12.1.04






Sentimentos



Queridos amigos, hoje é meu aniversário. Completo 39 anos, e começo a caminhada em direção aos 40. E não gostaria de ter outra idade. Sou muito mais feliz hoje que aos 29, e infinitamente mais feliz que aos 19. Espero poder manter a mesma progressão em relação aos 49. Se tudo continuar desta forma, meus 89 anos serão maravilhosos!

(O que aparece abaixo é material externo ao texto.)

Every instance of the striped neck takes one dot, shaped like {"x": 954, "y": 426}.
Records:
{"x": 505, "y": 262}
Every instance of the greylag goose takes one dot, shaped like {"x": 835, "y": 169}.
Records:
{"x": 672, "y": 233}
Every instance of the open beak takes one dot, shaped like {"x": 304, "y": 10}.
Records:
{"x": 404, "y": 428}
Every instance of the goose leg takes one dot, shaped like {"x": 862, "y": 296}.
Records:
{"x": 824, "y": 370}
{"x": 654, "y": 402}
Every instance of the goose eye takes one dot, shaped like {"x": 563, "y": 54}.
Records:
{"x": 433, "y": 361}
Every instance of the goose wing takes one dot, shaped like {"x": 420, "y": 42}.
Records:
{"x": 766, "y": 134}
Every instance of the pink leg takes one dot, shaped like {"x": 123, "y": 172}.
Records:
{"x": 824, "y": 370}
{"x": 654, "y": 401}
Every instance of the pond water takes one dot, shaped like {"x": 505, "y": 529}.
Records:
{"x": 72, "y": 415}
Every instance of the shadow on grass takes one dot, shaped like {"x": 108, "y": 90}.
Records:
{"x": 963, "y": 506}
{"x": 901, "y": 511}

Mesmo assim, a alegria que tenho com aniversários (gosto deles tanto quanto o Chapeleiro Louco da Alice gosta de desaniversários) vem mesclada com um sentimento de tristeza... que não é bem tristeza, eu não sei como explicar... Mas descobri estes dias num livro uma pessoa que sabe. Uma pessoa que descreveu a chegada de uma carta com os mesmos sentimentos que tive ao receber hoje um cartão especial... ainda mais especial porque não era esperado.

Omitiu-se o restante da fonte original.